President Obama hasn’t really understood the case for free trade because I don’t think he’s been too interested in trade. His background is as an activist working with the poor people, so he hasn’t thought about these issues. So he ends up listening to other people, and a lot of people who are protectionist are around him, particularly the unions, who are afraid of international competition. But they dress up the fair trade argument in altruism, that they’re doing it to raise the labor standards and wages of workers in India and Brazil and so on and so forth, when in fact, they’re doing it to protect their own workers from competition. The president doesn’t seem to realize that this is something which other people, whom you pretend you’re trying to help, actually see as a naked, cynical ploy.Jagdish Bhagwati is too optimistic; Obama will continue to pander to union fear.

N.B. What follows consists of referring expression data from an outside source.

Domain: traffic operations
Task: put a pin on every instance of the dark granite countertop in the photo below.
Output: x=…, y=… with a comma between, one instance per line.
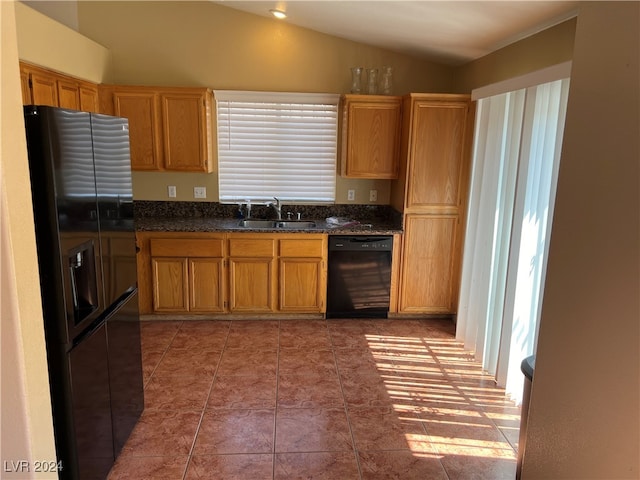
x=209, y=224
x=200, y=217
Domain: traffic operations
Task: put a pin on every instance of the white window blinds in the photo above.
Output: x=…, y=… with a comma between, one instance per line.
x=276, y=145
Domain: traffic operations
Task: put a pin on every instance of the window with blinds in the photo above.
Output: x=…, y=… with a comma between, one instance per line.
x=277, y=145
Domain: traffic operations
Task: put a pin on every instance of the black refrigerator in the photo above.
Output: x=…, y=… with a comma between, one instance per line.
x=80, y=172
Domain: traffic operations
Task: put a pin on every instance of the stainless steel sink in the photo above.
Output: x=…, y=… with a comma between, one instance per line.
x=272, y=224
x=295, y=224
x=258, y=223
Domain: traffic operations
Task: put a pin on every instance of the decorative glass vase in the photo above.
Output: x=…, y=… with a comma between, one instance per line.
x=356, y=80
x=372, y=81
x=386, y=82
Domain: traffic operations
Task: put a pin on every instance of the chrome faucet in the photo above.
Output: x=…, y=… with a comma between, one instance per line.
x=278, y=207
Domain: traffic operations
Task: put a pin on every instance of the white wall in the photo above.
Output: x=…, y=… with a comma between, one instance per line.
x=584, y=417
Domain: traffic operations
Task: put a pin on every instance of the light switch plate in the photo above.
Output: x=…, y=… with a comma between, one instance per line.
x=199, y=192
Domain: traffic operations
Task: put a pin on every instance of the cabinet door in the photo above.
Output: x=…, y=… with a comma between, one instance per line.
x=26, y=89
x=140, y=107
x=437, y=154
x=68, y=94
x=301, y=285
x=251, y=285
x=170, y=284
x=44, y=90
x=89, y=98
x=184, y=128
x=372, y=138
x=429, y=277
x=206, y=290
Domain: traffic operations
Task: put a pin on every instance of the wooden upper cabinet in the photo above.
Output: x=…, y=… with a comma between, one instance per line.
x=41, y=86
x=44, y=90
x=437, y=153
x=186, y=123
x=371, y=136
x=24, y=84
x=68, y=94
x=140, y=107
x=169, y=128
x=89, y=98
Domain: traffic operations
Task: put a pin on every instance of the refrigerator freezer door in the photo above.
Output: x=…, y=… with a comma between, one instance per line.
x=91, y=402
x=63, y=190
x=115, y=204
x=125, y=369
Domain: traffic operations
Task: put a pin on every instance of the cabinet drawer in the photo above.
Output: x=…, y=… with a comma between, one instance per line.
x=301, y=248
x=186, y=247
x=251, y=247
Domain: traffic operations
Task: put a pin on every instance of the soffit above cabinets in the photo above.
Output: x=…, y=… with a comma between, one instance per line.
x=448, y=32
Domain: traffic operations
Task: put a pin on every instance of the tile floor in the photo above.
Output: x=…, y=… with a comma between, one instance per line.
x=316, y=399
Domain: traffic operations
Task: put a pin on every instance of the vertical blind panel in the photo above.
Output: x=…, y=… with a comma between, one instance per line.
x=518, y=140
x=276, y=145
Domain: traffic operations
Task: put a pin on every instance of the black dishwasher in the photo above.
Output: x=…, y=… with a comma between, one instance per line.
x=359, y=276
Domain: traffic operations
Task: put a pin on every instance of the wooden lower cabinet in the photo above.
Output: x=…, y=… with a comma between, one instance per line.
x=186, y=274
x=430, y=265
x=302, y=274
x=206, y=285
x=251, y=285
x=170, y=284
x=252, y=273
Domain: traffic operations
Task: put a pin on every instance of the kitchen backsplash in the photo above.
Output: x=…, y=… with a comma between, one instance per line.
x=145, y=208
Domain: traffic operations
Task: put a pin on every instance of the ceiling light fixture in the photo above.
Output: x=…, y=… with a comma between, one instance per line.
x=278, y=13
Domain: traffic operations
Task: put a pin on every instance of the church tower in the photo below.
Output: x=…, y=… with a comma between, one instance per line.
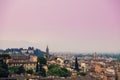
x=47, y=52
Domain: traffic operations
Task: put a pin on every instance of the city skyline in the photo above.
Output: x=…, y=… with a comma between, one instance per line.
x=72, y=26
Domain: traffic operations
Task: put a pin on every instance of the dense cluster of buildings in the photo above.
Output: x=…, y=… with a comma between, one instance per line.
x=96, y=68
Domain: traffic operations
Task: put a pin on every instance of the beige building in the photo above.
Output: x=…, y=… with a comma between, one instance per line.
x=28, y=62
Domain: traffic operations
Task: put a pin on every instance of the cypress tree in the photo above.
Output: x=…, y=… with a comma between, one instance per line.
x=76, y=64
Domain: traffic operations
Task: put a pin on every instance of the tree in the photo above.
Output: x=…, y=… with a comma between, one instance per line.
x=57, y=71
x=21, y=70
x=42, y=60
x=81, y=73
x=30, y=71
x=3, y=69
x=76, y=65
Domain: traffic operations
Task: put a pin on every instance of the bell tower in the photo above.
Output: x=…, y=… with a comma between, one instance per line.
x=47, y=52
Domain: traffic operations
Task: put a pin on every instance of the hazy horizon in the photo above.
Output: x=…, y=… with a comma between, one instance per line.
x=65, y=25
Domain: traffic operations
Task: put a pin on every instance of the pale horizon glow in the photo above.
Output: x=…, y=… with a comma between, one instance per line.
x=63, y=25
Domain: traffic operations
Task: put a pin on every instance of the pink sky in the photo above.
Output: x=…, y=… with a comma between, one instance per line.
x=65, y=25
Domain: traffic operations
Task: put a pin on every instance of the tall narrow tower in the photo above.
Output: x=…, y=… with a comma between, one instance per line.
x=47, y=52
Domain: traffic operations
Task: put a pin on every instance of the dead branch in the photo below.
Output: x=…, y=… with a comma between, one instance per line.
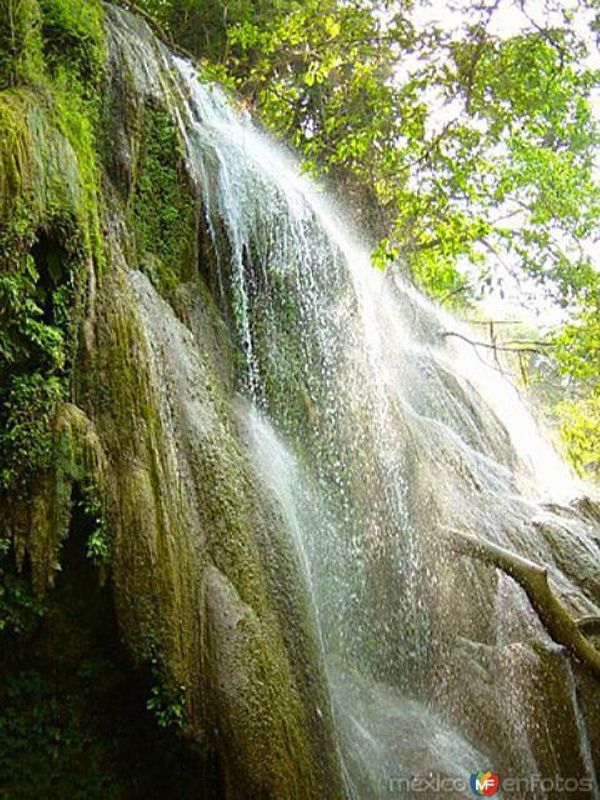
x=590, y=626
x=533, y=579
x=493, y=346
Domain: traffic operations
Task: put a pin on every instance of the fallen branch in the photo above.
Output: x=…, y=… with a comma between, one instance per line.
x=493, y=346
x=589, y=625
x=533, y=579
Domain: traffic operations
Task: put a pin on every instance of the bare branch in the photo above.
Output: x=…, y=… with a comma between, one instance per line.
x=533, y=579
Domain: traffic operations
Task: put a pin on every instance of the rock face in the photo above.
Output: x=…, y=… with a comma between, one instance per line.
x=215, y=410
x=206, y=588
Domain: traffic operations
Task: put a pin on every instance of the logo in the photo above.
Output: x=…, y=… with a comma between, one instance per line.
x=485, y=784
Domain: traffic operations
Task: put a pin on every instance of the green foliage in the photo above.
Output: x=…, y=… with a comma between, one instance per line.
x=26, y=440
x=49, y=221
x=167, y=705
x=468, y=154
x=163, y=204
x=20, y=42
x=579, y=422
x=20, y=610
x=98, y=542
x=74, y=39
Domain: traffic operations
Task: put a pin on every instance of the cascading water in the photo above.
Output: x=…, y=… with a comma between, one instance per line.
x=374, y=431
x=393, y=431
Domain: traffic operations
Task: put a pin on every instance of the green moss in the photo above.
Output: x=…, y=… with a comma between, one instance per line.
x=164, y=209
x=20, y=43
x=73, y=39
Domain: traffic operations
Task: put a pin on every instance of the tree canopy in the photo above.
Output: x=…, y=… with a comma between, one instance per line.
x=466, y=146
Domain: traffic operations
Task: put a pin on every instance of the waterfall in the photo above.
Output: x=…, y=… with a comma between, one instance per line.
x=389, y=430
x=374, y=428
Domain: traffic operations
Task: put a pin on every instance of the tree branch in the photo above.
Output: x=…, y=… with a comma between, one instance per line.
x=492, y=346
x=533, y=579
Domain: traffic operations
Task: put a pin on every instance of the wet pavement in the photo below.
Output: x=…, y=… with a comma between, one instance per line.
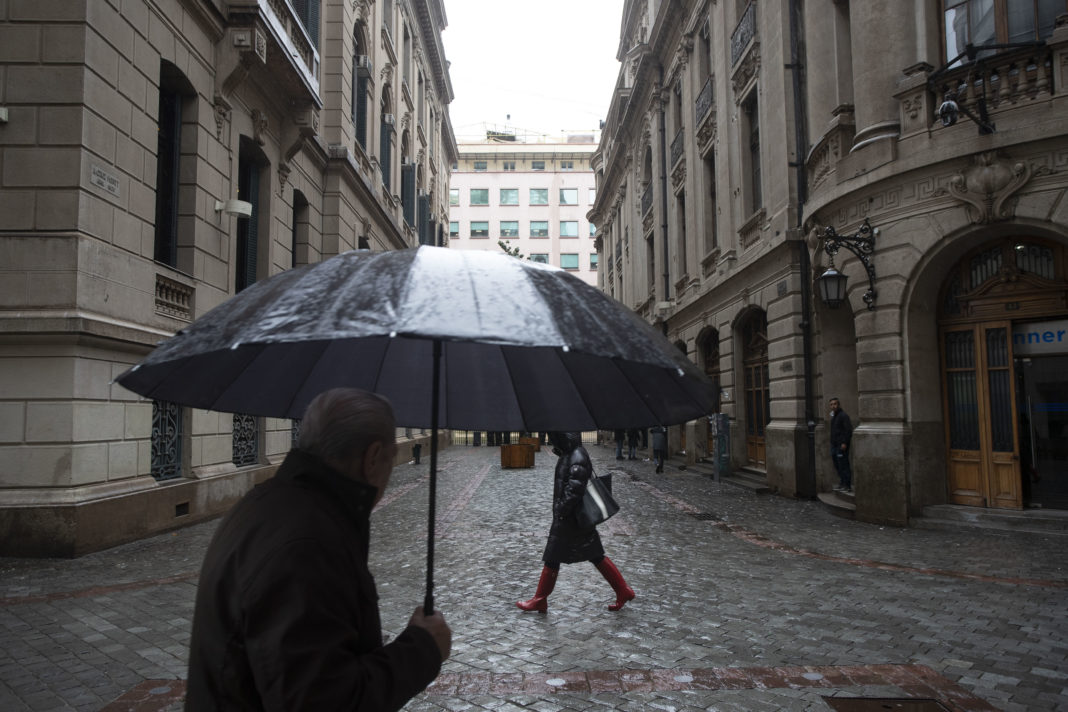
x=745, y=602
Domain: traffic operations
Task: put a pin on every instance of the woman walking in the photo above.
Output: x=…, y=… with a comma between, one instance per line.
x=568, y=541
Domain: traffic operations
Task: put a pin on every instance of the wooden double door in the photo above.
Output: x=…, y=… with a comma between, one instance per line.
x=982, y=421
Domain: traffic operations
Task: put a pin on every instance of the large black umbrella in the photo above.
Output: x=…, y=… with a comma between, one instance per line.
x=462, y=339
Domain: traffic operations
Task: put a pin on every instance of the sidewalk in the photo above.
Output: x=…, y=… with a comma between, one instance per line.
x=744, y=602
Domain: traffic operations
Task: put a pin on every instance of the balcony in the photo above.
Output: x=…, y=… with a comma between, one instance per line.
x=677, y=144
x=271, y=32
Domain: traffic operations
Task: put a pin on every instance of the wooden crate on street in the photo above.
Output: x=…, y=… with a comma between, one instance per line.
x=517, y=456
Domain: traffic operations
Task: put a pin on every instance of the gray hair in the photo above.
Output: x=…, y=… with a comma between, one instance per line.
x=340, y=424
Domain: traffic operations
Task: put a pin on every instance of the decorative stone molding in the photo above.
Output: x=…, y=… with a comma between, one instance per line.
x=988, y=186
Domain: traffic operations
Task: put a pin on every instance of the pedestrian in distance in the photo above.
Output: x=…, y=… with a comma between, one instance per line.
x=659, y=446
x=569, y=541
x=286, y=615
x=842, y=433
x=632, y=444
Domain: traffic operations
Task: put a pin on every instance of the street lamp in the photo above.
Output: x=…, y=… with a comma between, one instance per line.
x=832, y=283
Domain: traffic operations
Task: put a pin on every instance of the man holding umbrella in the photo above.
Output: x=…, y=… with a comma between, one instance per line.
x=286, y=614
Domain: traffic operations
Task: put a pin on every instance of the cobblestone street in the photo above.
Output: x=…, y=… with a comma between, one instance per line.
x=744, y=602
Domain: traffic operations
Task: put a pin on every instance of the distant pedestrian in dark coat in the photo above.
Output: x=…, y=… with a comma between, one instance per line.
x=569, y=541
x=842, y=433
x=659, y=446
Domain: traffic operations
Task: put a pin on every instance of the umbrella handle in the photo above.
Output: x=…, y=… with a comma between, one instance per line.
x=428, y=601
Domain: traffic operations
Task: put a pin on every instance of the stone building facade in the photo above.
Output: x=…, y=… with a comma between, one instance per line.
x=156, y=157
x=531, y=195
x=741, y=131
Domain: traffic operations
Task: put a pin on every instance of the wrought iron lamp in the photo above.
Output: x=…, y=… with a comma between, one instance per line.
x=832, y=283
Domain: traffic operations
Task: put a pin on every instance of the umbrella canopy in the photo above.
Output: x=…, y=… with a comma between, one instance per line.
x=523, y=346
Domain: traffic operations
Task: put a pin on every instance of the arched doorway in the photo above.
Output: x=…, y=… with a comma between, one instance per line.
x=1003, y=330
x=756, y=396
x=709, y=345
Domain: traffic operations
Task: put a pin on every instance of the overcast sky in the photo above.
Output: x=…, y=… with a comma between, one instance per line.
x=550, y=65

Instead of pandering to union fear, Obama has got to engage them. You have got to help these doubting Thomases confront their fears. He’s got to say that trade with the poor countries is actually helping, not hurting, you. The unions’ main fear is that unskilled jobs are disappearing. They see these jobs being taken up elsewhere where the labor is cheap. But they can’t hold onto these jobs anyway. What they get in return from trade are cheap products that they need as consumers. So free trade moderates the downward pressure on their real wages.
Big portions of the wages of poor workers go toward low quality textiles, for instance. That is well-established. But if you look at the structure of protectionism, if you go and buy something from Anne Klein that’s going to be expensive, but it carries no tariff at all because these high-end designers compete on variety. Tariffs matter where the competition is on prices. So the low-quality items which poor people buy end up carrying higher tariffs than high-end items that rich people buy.